Oz Katz is the CTO and Co-founder of lakeFS, an...

Published on February 25, 2026

The AI agent revolution is here. Coding agents like Claude Code, Cursor, and Codex are writing production software. Infrastructure agents are provisioning cloud resources. Data agents are transforming pipelines and updating dashboards. The trajectory is clear: agents will do more, not less.

But there’s a pattern hiding in plain sight, one that explains why coding agents are so far ahead of everything else, and what needs to happen for agents to be trusted with the rest of your organization’s critical assets.

The Three Pillars of Agentic Work

Every AI agent, regardless of domain, needs three things to do useful work:

Context: 

What should I be doing? This is the task definition, the requirements, the background knowledge that shapes the agent’s decisions. For a coding agent, it’s the issue description, the codebase architecture, the style guide. For a data agent, it might be a business rule, a schema definition, or a quality threshold.

Tools: 

How do I modify things? These are the interfaces the agent uses to interact with the world. Text editors, command-line utilities, APIs, package managers. The mechanisms of action.

State: 

The things that will be modified. This is the actual artifact the agent is working on. The code. The data. The configuration. The thing that matters.

Two of these three are improving rapidly, across every domain. Context keeps getting better: context windows are growing, agentic memory frameworks are maturing, and vector databases give agents vast retrieval capabilities. Tools are proliferating through standards like the Model Context Protocol (MCP), sandboxed execution environments, and skill frameworks that give agents structured ways to interact with complex systems. These improvements benefit coding agents, data agents, infrastructure agents, and everything in between.

But the third pillar, state management, is a different story. It’s a solved problem for code. It remains largely unsolved for everything else. And that gap is the single biggest factor determining where agents can be trusted today and where they can’t.

3 pillars of agentic work

Why Coding Agents Work (State, Solved)

Coding agents aren’t trusted because they’re smarter than other agents. They’re trusted because the state management problem was solved for code, decades before AI entered the picture. It’s called version control.

Think about what happens when a coding agent goes to work. It checks out a branch. It reads files, edits code, runs tests, installs dependencies. It modifies the state freely, with confidence, because that state is isolated. Nothing it does affects production until a human says so.

When the agent is done, the human reviews a diff. They can run the code before accepting it. They can run the test suite. They can deploy to staging. They can even decide to review the generated code line by line, change by change: they can see exactly what was modified and why.  And only when they’re satisfied do they merge.

This is the “trust, but verify” loop, and it’s powered by version control:

  • Isolation. The agent modifies state on a branch, never touching the main line
  • Verification. Diffs, code review, and CI/CD pipelines provide full transparency into what changed
  • Acceptance. Merging is an explicit, atomic act of approval

Version control didn’t just enable collaboration between humans. It created the trust infrastructure that makes human-agent collaboration possible. The agent can be bold. The human can be cautious. And the system mediates between them cleanly.

trust but verify
Claude Code, hard at work refactoring a React component

The Missing Layer: State

Now ask yourself: would you give an AI agent the same level of access to your organization’s data?

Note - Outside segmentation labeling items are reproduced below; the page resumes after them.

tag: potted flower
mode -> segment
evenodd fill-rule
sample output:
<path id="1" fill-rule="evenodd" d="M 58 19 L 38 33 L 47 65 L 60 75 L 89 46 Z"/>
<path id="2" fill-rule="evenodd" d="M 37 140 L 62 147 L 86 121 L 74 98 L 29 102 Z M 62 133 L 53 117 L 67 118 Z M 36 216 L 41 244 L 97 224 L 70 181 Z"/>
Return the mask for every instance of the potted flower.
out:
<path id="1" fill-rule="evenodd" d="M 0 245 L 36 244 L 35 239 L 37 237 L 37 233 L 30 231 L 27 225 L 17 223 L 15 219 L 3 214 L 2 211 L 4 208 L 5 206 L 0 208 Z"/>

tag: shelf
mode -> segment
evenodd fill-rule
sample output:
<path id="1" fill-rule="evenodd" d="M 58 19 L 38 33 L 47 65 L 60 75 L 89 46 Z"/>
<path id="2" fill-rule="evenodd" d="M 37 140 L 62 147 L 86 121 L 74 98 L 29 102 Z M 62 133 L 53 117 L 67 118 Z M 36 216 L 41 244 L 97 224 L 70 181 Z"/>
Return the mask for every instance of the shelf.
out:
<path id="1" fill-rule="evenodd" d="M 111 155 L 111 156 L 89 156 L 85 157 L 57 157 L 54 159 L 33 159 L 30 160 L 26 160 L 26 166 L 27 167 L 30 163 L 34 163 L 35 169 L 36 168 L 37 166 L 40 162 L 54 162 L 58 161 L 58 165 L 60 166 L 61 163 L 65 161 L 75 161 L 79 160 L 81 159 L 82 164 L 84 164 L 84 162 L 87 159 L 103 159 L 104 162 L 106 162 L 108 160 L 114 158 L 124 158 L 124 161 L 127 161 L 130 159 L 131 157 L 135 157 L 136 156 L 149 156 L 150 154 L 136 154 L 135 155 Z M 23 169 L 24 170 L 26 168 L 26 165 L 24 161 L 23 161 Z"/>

Would you let it rewrite a production metrics table? 

Repartition a dataset that feeds your revenue dashboards? 

Restructure a feature store that powers your ML models? Directly? In production? With no safety net?

Of course not.

And yet, that’s the state of the art for most data-oriented agent workflows today. The other two pillars are already there: context is covered, with agents that understand schemas, read documentation, and have full access to the semantic layer. Tools are covered, with SQL interfaces, Spark connectors, DBT integrations, and MCP servers for every data platform imaginable. Two out of three pillars are in place.

But the third? State management for data? It’s still “deploy and pray”.

There’s no branch. There’s no diff. There’s no pull request. There’s no atomic merge. There’s no way to let an agent work freely and maintain the ability to verify before accepting. The trust infrastructure simply doesn’t exist for data the way it does for code.

This is the bottleneck. Not model intelligence. Not tool availability. Not context length. The bottleneck is the absence of a version control layer for the actual state that agents modify.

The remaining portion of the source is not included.